Tsuri’daiko drum and tsuri’shôko gong
Price: € 2.100,00
Rare matching set of high quality fully restored large black lacquer tsuri’daiko 釣り太鼓 (hanging court or shrine drum) and tsuri’shôko 釣鉦鼓 (small hanging court/shrine gong) with gold lacquered details.
On top op both a striking gold lacquered wooden flame with a raised applique of a crest depicting a plum blossom 梅 (ume) in a circle.
In the middle of the large circular frame of the tsuri’daiko hangs a large drum (taiko). Its gold lacquered frame is made of precious solid keyaki wood (Zelkova – “Japanese oak).
Both drum skins are fastened by a row of gold lacquered dome-shaped rivets and are decorated with large black and gold lacquer crests depicting three swirling commas 三ツ巴 (mitsudomoe).
When struck, the drum creates a nice strong and deep sound.
It hangs from a metal hook and is fastened to the sides by purple silk cords ending in large ornamental knots and tassels.

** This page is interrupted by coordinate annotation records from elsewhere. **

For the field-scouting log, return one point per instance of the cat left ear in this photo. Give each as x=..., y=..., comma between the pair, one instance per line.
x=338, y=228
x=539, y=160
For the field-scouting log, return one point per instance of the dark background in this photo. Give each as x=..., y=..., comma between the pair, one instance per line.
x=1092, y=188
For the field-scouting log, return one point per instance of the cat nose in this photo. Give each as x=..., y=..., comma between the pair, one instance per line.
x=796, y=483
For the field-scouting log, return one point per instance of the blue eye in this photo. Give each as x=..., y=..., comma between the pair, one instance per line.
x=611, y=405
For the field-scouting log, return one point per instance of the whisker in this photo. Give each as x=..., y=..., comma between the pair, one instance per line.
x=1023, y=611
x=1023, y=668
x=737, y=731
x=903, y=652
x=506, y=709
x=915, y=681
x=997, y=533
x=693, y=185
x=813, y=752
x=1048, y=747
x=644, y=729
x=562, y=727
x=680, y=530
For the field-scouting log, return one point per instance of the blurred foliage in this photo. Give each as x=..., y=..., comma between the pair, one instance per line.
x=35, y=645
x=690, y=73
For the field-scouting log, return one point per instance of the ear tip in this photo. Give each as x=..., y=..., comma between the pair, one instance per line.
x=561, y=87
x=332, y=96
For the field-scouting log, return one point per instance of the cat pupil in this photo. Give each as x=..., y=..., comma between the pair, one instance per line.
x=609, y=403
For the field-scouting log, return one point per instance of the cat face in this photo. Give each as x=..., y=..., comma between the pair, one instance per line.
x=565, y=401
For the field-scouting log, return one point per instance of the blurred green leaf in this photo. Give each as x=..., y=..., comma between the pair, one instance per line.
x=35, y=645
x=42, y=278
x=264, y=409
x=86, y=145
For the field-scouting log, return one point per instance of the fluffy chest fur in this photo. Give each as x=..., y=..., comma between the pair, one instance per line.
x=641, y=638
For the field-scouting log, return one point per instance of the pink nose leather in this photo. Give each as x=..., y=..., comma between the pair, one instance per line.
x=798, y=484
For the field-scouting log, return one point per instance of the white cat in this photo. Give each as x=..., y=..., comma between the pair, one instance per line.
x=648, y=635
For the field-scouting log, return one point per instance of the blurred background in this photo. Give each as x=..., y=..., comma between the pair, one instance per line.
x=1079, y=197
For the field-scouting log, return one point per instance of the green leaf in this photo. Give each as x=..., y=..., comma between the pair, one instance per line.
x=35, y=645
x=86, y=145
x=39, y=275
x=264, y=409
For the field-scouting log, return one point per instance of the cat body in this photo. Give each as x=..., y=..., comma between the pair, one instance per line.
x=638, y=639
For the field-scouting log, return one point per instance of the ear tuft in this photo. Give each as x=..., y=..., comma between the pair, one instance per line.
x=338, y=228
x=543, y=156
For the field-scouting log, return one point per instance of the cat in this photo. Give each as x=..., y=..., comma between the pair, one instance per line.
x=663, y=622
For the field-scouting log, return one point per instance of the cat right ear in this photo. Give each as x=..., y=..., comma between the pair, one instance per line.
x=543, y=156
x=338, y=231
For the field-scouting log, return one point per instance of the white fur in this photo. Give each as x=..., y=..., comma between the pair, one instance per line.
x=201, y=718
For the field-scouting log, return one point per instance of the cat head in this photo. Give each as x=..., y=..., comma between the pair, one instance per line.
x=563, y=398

The frame of the tsuri’shôko is equipped with a hanging alloy gong with raised circles. Also fastened by ornamental purple silk cords and tassels.
Both frames are decorated on both sides with the same plum-crest.
The posts are adorned by gold-rimmed stylized flames on each side, transcending into four elegant ‘warabite’-shaped feet.
The frames and feet are detachable, and the drum as well is detachable from the frame.
Both instruments are rarely kept together as a set. They are in a very good restored condition with some traces of age and wear. A great quality seen its age of approx. 100-150 years old(!). Please look at the photos for a condition reference.
Approx. size complete frame tsuri’daiko:
Height 136 cm, Width 73 cm, Depth 62.5 cm.
Diameter 52.5 cm, Depth 18.5 cm.
Approx. size complete frame tsuri’shôko:
Height 100 cm, Width and Depth 42 cm.
Diameter 6.8 cm, Depth 3.2 cm.
Period: Japan – Meiji period (1868-1912).
The tsuri-daiko (kanji: 釣り太鼓; also called gaku-daiko (kanji: 楽太鼓)) is a large Japanese hanging drum. It is used primarily in bugaku orchestra. Bugaku (舞楽, court dance and music) is a Japanese traditional dance that has been performed to select elites, mostly in the Japanese imperial court, for over twelve hundred years. (From Wikipedia)
These type of drums are sometimes found in Shintô shrines as well, which can also be right for this model given the mitsudomoe-crest. Which is a crest closely associated with Shintô shrines.
A shoko is a percussion instrument used in gagaku (Japanese court dance and music), and is the only metal musical instrument used in gagaku.
Shoko in gagaku: The dish-shaped metal part is hit with two sticks to create a sound. When used in concert, it plays the role of producing a steady rhythm. It is also called “gaku-shoko” or “tsurigane-shoko.”
Shoko in Buddhism: Usually, it is hung from a stand called a ka and is hit with a stick called a shumoku to produce sounds. Shoko have been used in Temples in Japan from ancient times, and “Daianji Garan Engi narabini Ruki Shizai Cho” (a document about the origin of Daian-ji Temple and about the assets of the temple) completed in 747 includes descriptions of shoko. It is likely that four shoko were used as a set in olden times. (From Japanese wiki corpus)
When shipped we will add a certificate of authenticity.